Menyelamatkan Anjing Bali dari Jalanan

Hampir dua tahun terakhir anjing Bali yang diliarkan di jalanan dicap pembawa virus rabies. Puluhan ribu anjing kampung ini dijauhi bahkan oleh pemiliknya. Pemerintah juga menargetkan pengurangan jumlahnya, terutama yang berkeliaran di jalanan, dengan eliminasi.

Jacko, seekor anjing ras berumur 3 tahun ini tak pernah dicari pemiliknya. Ia ditabrak mobil. Tulang belakangnya patah menyebabkan dua kaki belakang lumpuh total. Ia merenggang kesakitan selama beberapa jam di jalanan sekitar Blahbatuh, Gianyar.

Untungnya ada seorang turis yang menelpon Bali (dogs) Adoption and Rehabilitation Center (BARC) di Ubud. Beberapa saat kemudian, petugas BARC sudah mengandangkan Jacko dan merawat lukanya. Sayang, pinggang dan dua kaki belakangnya sudah tak bisa berfungsi. Namun dokter hewan BARC dan sejumlah relawan berjuang agar Jacko bisa berjalan.

Beberapa bulan ini Jacko belajar menggunakan kursi roda yang menggantikan fungsi punggung dan dua kaki belakangnya. Pada akhir pekan lalu, anjing muda berbulu hitam lebat ini terlihat bermain menangkap tulang tiruan, kesukaannya.

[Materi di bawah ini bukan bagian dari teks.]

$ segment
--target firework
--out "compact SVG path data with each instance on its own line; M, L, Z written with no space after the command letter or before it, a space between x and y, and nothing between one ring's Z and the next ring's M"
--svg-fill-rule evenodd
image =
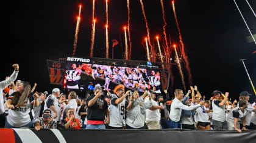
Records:
M130 45L130 50L129 53L129 59L130 59L132 58L132 41L130 38L130 2L129 0L127 0L127 10L128 10L128 21L127 21L127 32L128 32L128 37L129 37L129 43Z
M75 33L75 39L74 41L74 50L73 50L73 56L75 56L76 55L76 47L77 44L78 40L78 32L79 32L79 23L80 23L80 17L77 18L77 21L76 22L76 33Z
M93 21L93 33L92 33L92 36L91 36L91 50L90 50L90 57L93 57L93 45L94 44L94 38L95 38L95 22L96 22L96 20L94 19Z
M180 76L181 76L182 81L183 87L184 88L185 91L187 91L186 90L186 85L185 84L184 75L183 74L183 72L182 72L182 66L181 66L181 64L180 64L180 58L179 58L178 53L177 52L176 45L174 45L174 47L175 55L176 55L176 62L178 64L179 70L180 71Z
M146 17L146 14L145 14L145 10L144 10L144 5L143 5L143 2L142 1L142 0L140 0L140 4L141 4L141 10L142 10L142 14L143 14L143 16L144 16L144 19L145 20L145 22L146 22L146 27L147 28L147 36L148 36L148 43L149 45L151 47L152 47L152 45L151 45L151 40L150 40L150 36L149 36L149 28L148 27L148 20L147 20L147 18Z
M108 44L108 5L107 5L107 0L106 0L106 58L108 58L108 49L109 49L109 44Z
M126 42L126 59L128 59L128 43L127 43L127 36L126 35L126 27L124 27L124 39Z
M165 23L165 25L163 26L163 35L165 36L165 45L167 47L168 47L168 42L167 42L167 36L166 36L166 32L165 30L165 27L166 27L167 25L167 23L166 21L165 21L165 8L163 7L163 0L160 0L161 2L161 5L162 5L162 15L163 15L163 22Z
M91 48L90 53L90 57L93 57L93 46L94 44L94 38L95 38L95 22L94 19L94 9L95 9L95 0L93 1L93 22L91 24Z
M145 41L146 41L146 50L147 50L147 58L148 58L148 61L150 61L150 55L149 55L149 45L148 44L148 38L145 38Z
M186 64L186 69L188 71L188 79L189 79L189 82L190 82L190 84L191 85L192 84L192 75L191 73L191 70L190 70L190 63L188 61L188 56L186 55L186 53L185 52L185 48L184 48L184 44L183 43L182 41L182 35L180 33L180 28L179 27L179 23L178 23L178 20L177 18L177 15L176 15L176 12L175 10L175 5L174 5L174 2L172 1L172 8L173 8L173 12L174 14L174 17L175 17L175 19L176 21L176 25L177 25L177 27L178 28L178 31L179 31L179 37L180 39L180 43L181 45L181 53L182 55L183 56L183 58L184 58L185 64Z
M161 47L160 47L160 42L159 42L159 39L158 39L159 37L157 36L156 38L157 38L157 45L158 47L158 50L159 50L159 54L160 54L160 56L161 62L163 62L163 55L162 55Z

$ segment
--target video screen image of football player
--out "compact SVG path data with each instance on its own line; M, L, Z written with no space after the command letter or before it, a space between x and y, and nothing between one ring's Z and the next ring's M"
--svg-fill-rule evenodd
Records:
M66 72L65 78L66 79L66 88L79 89L78 81L81 78L81 70L77 68L76 64L73 64L71 69Z
M151 87L152 87L152 88L153 88L154 87L155 87L157 88L157 90L155 91L155 92L160 93L161 91L160 89L160 85L161 84L161 82L160 81L160 73L158 72L157 72L157 73L155 73L155 71L152 70L151 75L148 77L148 79L149 84L150 84Z

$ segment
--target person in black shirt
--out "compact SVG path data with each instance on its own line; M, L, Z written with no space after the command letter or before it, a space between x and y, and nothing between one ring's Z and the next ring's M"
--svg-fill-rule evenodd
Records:
M86 106L86 99L82 99L82 104L83 104L78 111L78 115L81 116L82 122L82 128L85 128L86 125L84 124L86 116L87 115L87 107Z
M94 94L87 100L87 129L105 129L105 124L108 124L109 115L107 102L104 99L101 86L96 86L93 89Z

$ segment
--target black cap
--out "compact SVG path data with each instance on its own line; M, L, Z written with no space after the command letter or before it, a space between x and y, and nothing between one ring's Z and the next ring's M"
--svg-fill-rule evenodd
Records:
M240 95L244 96L250 96L252 95L252 94L249 94L247 91L243 91L243 92L240 93Z
M157 96L157 101L158 101L159 98L163 98L163 96L162 96L162 95Z
M212 93L212 95L214 95L217 94L217 93L221 94L222 93L219 90L215 90L215 91L213 91L213 92Z
M95 91L96 91L96 90L99 89L99 88L103 88L103 86L96 86L94 87L94 88L93 89L93 91L95 92Z

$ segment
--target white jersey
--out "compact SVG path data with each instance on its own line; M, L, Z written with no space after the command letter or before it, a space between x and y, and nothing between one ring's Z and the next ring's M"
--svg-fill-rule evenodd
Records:
M10 85L12 82L15 81L18 76L18 73L19 72L14 71L13 73L10 76L10 78L6 80L0 82L0 91L2 92L2 90ZM9 93L9 95L10 95ZM4 98L2 95L0 96L0 115L4 113L5 111L4 106Z
M54 127L54 125L57 125L57 122L55 121L52 121L49 124L45 124L43 122L43 117L40 117L39 118L37 118L35 120L34 122L38 122L39 124L40 124L40 126L41 126L44 129L49 129L50 128L50 127L53 128L53 127Z
M8 97L8 99L12 99L13 98L13 96L12 95ZM15 105L14 109L9 109L7 119L10 125L15 127L20 127L31 122L29 113L30 112L30 107L34 105L34 101L30 101L27 98L23 105L20 107Z
M110 106L109 109L109 124L108 125L113 127L122 127L125 125L124 121L125 121L126 105L127 105L127 101L124 99L118 105L115 105L115 101L119 98L114 94L110 94Z
M209 115L206 112L207 108L204 105L201 106L196 110L195 116L197 122L210 122Z
M54 95L50 95L47 98L46 101L45 101L45 103L44 103L44 110L46 110L46 108L50 109L51 111L52 111L52 118L54 118L55 113L50 108L50 107L48 107L47 105L48 102L49 102L50 100L53 101L53 105L54 106L55 110L56 110L57 114L57 118L55 119L54 119L54 120L56 121L60 121L60 112L61 112L60 105L60 102L58 99L57 99L57 98Z
M232 122L233 124L234 124L234 116L236 116L233 115L234 112L236 113L236 115L238 115L238 116L236 117L238 117L238 122L240 122L247 115L248 110L246 108L244 109L244 112L243 112L239 107L236 107L232 110L231 111L229 112L228 116L227 118L227 122ZM241 122L240 123L241 124Z
M190 117L182 117L182 124L185 125L193 125L194 124L194 120L193 119L193 115L190 116Z
M63 119L64 109L66 108L66 104L64 102L62 104L60 104L60 120L62 120Z
M246 110L248 110L248 113L246 115L246 125L250 125L252 119L252 111L254 110L254 107L250 103L248 103L247 105Z
M147 98L145 100L145 103L149 102L149 98ZM152 101L152 105L158 106L159 105L158 103L155 101ZM161 113L160 112L160 109L157 110L146 110L146 121L160 121L161 119Z
M225 105L218 106L216 105L214 102L218 101L217 99L213 99L212 102L213 106L213 119L220 122L224 122L226 121L226 112L225 112Z

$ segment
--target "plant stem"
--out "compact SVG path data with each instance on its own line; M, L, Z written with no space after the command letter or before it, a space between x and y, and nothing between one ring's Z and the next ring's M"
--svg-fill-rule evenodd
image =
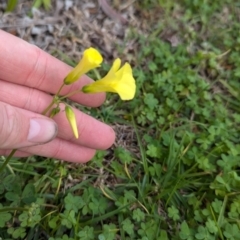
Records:
M4 163L2 164L2 166L0 167L0 173L4 170L4 168L7 166L7 164L9 163L9 161L11 160L12 156L14 155L14 153L17 151L17 149L13 149L10 154L7 156L6 160L4 161Z

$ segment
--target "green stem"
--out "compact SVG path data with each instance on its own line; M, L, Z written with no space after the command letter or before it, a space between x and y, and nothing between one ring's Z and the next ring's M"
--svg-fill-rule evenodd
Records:
M55 104L54 99L52 100L52 102L48 105L48 107L42 112L42 115L46 115L47 112L51 109L51 107Z
M14 155L14 153L17 151L17 149L13 149L10 154L7 156L6 160L4 161L3 165L0 167L0 172L2 172L4 170L4 168L7 166L7 164L9 163L9 161L11 160L12 156Z

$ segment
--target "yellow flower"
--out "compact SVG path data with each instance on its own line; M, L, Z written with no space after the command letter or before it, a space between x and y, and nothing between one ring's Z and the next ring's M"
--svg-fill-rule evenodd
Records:
M78 65L65 77L66 85L76 82L83 74L91 69L99 67L103 58L101 54L94 48L88 48L83 52L83 57Z
M71 107L66 106L65 107L65 113L68 119L68 122L72 128L73 134L75 136L75 138L78 138L78 129L77 129L77 121L76 121L76 117L75 117L75 113L72 110Z
M132 76L132 68L128 63L121 68L120 65L121 60L117 58L104 78L84 86L82 91L84 93L114 92L118 93L122 100L133 99L136 84Z

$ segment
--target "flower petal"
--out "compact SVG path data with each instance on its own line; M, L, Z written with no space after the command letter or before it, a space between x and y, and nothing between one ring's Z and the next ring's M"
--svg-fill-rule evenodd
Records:
M69 85L76 82L83 74L91 69L99 67L102 61L103 58L96 49L86 49L78 65L65 77L64 83Z

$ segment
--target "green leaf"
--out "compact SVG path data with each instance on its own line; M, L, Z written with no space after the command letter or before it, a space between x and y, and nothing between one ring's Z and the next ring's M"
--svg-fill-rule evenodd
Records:
M8 0L6 12L12 12L18 4L18 0Z
M9 201L15 202L15 201L20 201L20 196L17 193L14 192L7 192L5 194L6 199Z
M71 193L64 198L66 210L73 210L75 213L78 212L86 203L80 196L73 196Z
M81 231L78 232L78 237L80 237L81 240L95 239L94 228L85 226Z
M5 227L5 224L11 219L12 215L8 212L0 212L0 228Z
M133 219L137 222L141 222L145 219L145 213L141 209L137 208L133 210Z
M22 192L22 201L26 204L30 204L36 201L36 191L32 183L28 183Z
M172 218L174 221L177 221L180 219L179 216L179 210L175 208L174 206L168 208L168 216Z
M128 235L133 235L134 233L134 225L130 221L129 218L126 218L124 221L121 223L123 230L128 234Z

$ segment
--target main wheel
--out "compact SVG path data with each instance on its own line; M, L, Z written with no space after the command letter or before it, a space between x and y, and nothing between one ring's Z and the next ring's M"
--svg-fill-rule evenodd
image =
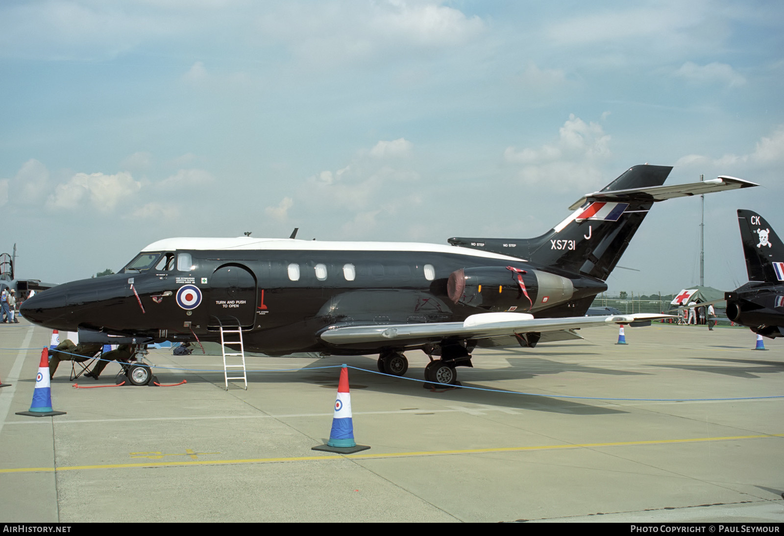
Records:
M408 370L408 360L402 353L393 353L383 358L384 374L402 376Z
M150 365L131 365L128 371L128 381L132 386L146 386L152 379L152 369Z
M457 371L440 359L430 361L425 367L425 379L434 383L454 385L457 382Z

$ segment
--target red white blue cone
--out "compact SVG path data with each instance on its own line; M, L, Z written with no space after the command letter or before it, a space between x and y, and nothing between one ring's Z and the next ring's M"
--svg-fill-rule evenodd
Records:
M35 389L33 389L33 403L30 404L30 411L16 411L16 415L51 417L52 415L64 415L65 413L65 411L52 411L52 388L49 377L49 349L44 348L41 351L41 363L38 364L38 374L35 377Z
M618 342L615 344L627 344L626 337L623 335L623 324L621 324L621 329L618 331Z
M348 368L343 365L340 369L340 380L338 382L338 395L335 400L335 413L332 415L332 429L329 432L329 440L325 445L314 447L314 451L327 451L351 454L370 448L365 445L358 445L354 440L354 420L351 418L351 393L348 387Z

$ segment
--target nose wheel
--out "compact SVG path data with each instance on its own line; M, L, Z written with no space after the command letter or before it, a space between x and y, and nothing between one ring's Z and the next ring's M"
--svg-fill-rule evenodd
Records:
M152 369L149 365L131 365L128 370L128 381L134 386L146 386L152 380Z

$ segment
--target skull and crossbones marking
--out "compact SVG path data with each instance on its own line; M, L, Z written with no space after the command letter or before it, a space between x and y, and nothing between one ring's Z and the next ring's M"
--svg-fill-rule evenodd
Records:
M754 232L760 236L760 243L757 244L757 248L761 248L764 245L766 245L768 248L773 247L773 244L771 244L770 241L768 240L768 235L770 234L771 233L770 229L765 229L764 230L761 229L757 229Z

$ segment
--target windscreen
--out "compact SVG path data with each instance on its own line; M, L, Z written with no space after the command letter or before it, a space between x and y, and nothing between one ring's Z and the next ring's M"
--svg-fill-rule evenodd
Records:
M160 253L140 253L136 259L125 265L123 271L135 270L138 272L151 268L160 256Z

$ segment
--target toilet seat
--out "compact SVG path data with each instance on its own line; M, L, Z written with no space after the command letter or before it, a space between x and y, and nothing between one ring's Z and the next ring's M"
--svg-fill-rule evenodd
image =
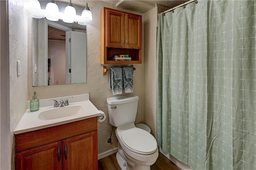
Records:
M122 132L122 140L124 146L134 152L148 155L157 149L156 139L146 131L133 128Z

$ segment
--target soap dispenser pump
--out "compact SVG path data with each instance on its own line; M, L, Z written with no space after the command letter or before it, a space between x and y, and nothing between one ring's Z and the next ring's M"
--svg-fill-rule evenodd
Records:
M35 112L39 110L39 99L37 99L35 91L34 92L33 98L30 100L30 107L31 112Z

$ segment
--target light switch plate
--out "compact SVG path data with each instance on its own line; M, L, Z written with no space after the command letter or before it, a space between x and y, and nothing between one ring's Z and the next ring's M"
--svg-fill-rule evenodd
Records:
M17 61L17 77L20 75L20 61Z

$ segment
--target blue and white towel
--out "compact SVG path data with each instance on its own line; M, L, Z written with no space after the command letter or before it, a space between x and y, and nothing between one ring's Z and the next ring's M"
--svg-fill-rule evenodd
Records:
M122 67L123 84L125 93L133 92L133 70L130 67Z
M123 89L123 75L122 68L113 67L110 68L109 73L109 88L112 91L113 95L122 94Z

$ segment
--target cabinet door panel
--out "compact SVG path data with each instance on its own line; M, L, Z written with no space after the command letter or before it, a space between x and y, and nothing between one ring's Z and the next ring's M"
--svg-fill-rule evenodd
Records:
M62 145L61 141L57 142L16 154L16 169L62 170Z
M124 14L107 10L106 15L106 47L124 48Z
M126 46L127 48L141 48L141 17L126 14Z
M98 170L97 135L95 130L63 140L63 170Z

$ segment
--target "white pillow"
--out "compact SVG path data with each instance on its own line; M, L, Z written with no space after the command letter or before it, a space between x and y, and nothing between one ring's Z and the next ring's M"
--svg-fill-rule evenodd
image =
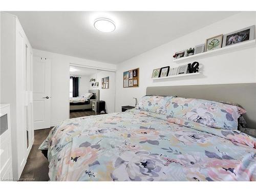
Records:
M92 95L93 94L92 93L86 93L84 95L83 95L83 98L87 99L89 99Z

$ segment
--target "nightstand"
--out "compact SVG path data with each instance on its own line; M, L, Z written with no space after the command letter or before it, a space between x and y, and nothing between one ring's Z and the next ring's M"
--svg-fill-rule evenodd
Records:
M126 105L126 106L122 106L122 112L124 112L126 110L131 110L132 109L134 108L135 106Z

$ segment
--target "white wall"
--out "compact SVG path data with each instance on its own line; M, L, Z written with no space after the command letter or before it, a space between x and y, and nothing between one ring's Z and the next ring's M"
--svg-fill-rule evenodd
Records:
M51 126L69 118L70 65L116 70L116 65L33 49L33 56L51 61Z
M205 43L207 38L228 33L252 25L256 25L255 12L241 12L118 64L116 73L116 111L121 111L123 105L134 105L134 99L132 98L141 98L145 94L146 88L149 86L256 82L255 46L197 59L201 65L200 70L203 72L201 76L155 81L150 79L154 69L168 66L176 67L189 63L178 65L173 62L173 55L176 52ZM123 72L137 68L140 68L139 87L123 88Z

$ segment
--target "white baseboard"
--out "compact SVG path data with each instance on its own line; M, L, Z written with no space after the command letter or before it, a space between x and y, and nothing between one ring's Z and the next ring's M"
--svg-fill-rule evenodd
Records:
M51 126L56 126L61 121L62 121L51 122Z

Jacko tak sendiri dengan status anjing tanpa pemilik di kandang penyelamatan BARC di Ubud, sekitar 25 km dari Denpasar ini. Ada sedikitnya 50 ekor anjing lokal Bali lainnya di sana.

Gonggongan anjing lokal jalanan ini terdengar riuh rendah ketika orang asing datang. Enam perempuan Bali berada di sejumlah kandang yang dibuat seperti arena bermain bagi puluhan anjing itu. Ada yang sedang membersihkan lantai kandang dari kotoran, membersihkan tempat makan, dan lainnya.

Ni Wayan Sini, 30 tahun dari Tegalalang, Gianyar seperti dikeroyok anjing. Ia mengelus-elus kepala Monika, dan puluhan anjing lain secara bergantian. Anjing-anjing ini seperti tak ingin ditinggal Sini.

“Anjing-anjing ini tak pernah dilatih khusus, mereka pasti tahu jika kita menyayangi dia,” ujar Sini. Puluhan ekor anjing lokal dengan perawakan dan bulu-bulu yang hampir mirip. Tapi Sini mengenali semua anjing dengan menyebut namanya satu persatu.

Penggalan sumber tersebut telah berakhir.